El concepto calidad se ha discutido desde la Grecia Clásica, no obstante su aplicación al mundo del comercio, de la industria y los servicios es algo mucho más reciente. Se empezó a aplicar en estos ámbitos cuando, alrededor del siglo XVIII, los comerciantes occidentales comprendieron que sus clientes —mejor dicho, los consumidores o usuarios— son quienes determinan si lo que se les entrega es bueno o no. Desde mediados del siglo pasado, varios académicos han contribuido a ensanchar el significado de esta palabra, destacando los aportes de E. Deming, J. Duran, K. Ishikawa y G. Taguchi.
En la década de los 80, David T. Kearns, cuando se desempeñaba como presidente de Xerox, sentenció que el fin último de las organizaciones es satisfacer los requerimientos de sus clientes, siendo obligación de los trabajadores de la empresa detectar dichos requerimientos y entenderlos como criterios de calidad. Esto ha llegado a alcanzar gran consenso en el mundo empresarial. Tanto así que en la actualidad, los proyectos que abordan el tema en las organizaciones se distinguen por orientar los esfuerzos de la misma en satisfacer los deseos de sus clientes. Las iniciativas, a fin de ser implementadas satisfactoriamente, exigen que todas las personas de la organización se involucren en el mejoramiento de los procesos que ejecutan con la intención de entregar un mejor producto o servicio a sus clientes.
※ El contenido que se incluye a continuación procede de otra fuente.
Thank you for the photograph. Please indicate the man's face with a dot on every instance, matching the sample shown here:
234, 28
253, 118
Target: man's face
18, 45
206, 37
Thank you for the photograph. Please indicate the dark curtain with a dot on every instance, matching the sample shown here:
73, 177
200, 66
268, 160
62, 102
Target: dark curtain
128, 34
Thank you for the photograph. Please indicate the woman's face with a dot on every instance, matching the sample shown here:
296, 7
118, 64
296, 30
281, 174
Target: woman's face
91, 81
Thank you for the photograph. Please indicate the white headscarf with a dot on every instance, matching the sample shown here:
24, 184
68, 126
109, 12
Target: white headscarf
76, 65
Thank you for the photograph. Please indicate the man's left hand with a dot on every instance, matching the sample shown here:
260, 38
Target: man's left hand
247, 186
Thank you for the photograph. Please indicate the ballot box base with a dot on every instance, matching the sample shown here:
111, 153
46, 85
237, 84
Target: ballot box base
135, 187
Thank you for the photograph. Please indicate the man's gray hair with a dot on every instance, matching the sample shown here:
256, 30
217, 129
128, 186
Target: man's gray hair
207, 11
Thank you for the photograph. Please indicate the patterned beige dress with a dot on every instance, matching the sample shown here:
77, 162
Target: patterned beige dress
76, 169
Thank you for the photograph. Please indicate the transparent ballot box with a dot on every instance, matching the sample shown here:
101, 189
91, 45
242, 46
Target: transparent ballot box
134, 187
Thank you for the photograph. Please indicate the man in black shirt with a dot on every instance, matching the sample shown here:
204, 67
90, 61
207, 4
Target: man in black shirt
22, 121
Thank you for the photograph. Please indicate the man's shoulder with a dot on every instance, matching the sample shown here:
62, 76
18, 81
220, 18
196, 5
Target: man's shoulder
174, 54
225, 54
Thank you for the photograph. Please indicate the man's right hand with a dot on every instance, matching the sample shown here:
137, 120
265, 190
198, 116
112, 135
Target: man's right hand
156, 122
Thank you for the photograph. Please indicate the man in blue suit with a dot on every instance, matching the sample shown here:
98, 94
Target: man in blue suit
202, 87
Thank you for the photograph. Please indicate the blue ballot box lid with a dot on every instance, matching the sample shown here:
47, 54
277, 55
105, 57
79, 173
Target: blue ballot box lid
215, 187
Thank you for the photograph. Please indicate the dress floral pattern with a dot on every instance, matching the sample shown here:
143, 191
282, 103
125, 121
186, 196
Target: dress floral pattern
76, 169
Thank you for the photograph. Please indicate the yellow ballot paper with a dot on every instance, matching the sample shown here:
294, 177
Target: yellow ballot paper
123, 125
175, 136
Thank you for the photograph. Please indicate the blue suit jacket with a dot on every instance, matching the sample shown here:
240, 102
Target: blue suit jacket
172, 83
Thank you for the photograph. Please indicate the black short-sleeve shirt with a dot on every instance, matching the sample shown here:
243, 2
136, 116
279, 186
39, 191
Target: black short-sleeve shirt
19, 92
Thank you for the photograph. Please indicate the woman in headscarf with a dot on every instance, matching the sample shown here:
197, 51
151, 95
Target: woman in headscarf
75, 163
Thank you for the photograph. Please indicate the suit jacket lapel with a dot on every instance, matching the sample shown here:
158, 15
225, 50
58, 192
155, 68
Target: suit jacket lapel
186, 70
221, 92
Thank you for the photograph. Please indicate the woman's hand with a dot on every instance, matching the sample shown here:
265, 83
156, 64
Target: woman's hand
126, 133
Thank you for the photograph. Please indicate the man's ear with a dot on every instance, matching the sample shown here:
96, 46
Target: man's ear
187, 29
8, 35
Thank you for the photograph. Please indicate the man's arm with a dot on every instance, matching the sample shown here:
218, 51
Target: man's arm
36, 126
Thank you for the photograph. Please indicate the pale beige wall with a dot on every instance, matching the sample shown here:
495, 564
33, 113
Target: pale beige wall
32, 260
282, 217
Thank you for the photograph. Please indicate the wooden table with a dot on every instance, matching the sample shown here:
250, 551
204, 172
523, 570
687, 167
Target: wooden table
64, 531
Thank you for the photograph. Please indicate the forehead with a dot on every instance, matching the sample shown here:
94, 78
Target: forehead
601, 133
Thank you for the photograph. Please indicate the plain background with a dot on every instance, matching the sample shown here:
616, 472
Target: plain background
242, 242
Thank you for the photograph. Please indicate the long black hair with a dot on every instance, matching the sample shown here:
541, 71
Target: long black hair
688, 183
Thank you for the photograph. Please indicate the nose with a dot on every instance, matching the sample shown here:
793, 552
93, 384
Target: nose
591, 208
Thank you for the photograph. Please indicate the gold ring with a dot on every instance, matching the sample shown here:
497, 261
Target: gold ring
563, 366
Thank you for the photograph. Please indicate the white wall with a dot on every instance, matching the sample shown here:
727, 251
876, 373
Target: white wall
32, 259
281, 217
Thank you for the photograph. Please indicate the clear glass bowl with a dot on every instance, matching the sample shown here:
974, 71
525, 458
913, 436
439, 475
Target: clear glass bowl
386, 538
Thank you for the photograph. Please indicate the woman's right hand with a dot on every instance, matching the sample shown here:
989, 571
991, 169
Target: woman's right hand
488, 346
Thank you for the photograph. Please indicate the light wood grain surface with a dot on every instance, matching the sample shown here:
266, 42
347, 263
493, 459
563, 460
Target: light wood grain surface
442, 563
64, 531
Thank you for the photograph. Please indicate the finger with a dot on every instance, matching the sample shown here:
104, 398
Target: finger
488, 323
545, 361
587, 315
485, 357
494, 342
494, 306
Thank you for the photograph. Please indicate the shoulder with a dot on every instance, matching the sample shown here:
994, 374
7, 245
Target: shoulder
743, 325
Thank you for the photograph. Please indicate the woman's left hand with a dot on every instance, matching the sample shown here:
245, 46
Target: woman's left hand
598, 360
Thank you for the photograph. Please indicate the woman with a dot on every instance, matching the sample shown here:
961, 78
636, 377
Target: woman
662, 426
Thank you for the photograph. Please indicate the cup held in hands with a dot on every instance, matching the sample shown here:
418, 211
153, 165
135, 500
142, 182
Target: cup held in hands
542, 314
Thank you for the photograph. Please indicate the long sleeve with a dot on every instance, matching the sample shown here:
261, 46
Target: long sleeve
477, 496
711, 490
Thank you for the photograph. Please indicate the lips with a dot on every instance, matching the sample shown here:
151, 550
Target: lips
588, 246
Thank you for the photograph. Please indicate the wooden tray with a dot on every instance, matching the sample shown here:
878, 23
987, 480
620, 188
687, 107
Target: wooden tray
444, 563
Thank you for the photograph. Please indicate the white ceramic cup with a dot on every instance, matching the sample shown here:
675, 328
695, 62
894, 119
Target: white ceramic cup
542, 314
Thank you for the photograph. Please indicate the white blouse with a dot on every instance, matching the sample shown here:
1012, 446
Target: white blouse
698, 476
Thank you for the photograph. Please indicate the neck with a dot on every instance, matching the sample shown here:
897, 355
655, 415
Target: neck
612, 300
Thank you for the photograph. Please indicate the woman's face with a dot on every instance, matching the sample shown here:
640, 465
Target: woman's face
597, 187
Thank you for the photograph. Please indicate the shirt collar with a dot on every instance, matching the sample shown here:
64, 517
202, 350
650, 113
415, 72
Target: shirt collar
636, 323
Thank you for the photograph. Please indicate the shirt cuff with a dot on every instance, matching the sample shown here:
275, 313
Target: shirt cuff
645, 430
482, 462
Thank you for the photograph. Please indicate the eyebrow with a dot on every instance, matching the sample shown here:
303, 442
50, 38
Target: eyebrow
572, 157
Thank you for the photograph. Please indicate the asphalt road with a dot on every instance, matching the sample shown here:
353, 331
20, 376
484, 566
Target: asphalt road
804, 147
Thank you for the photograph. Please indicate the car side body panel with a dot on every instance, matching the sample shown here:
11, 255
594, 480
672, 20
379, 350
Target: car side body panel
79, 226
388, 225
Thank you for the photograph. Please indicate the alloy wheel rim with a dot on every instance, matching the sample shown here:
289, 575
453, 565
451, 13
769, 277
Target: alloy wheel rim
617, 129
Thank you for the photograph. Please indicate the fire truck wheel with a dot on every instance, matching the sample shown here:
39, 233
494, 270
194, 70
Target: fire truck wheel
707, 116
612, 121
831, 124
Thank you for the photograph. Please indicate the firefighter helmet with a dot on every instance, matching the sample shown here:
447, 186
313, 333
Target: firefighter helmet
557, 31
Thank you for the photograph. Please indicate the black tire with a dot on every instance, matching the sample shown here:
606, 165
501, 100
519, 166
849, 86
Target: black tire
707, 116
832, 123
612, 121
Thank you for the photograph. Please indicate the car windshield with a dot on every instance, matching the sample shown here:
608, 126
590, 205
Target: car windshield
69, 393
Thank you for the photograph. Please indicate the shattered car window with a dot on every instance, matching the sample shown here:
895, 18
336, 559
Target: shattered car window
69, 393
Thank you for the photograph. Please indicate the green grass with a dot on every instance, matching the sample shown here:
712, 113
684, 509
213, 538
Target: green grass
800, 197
Aunque el término calidad se ha divulgado de manera masiva durante las últimas décadas en todo el mundo a todos los niveles, lo anterior deja en evidencia que no se puede determinar por ley si un bien o servicio es “de calidad”, ni tampoco podrá una agencia gubernamental, por más que lleve en su nombre la palabra calidad, ser la que determine si lo que una organización le entrega a sus clientes es bueno o no. Al igual como lo entendieron los comerciantes del siglo XVIII y el equipo de Xerox hace décadas, los consumidores son los verdaderos árbitros en este tema. Por eso, el mercado manda como el mejor organizador de lo que es calidad.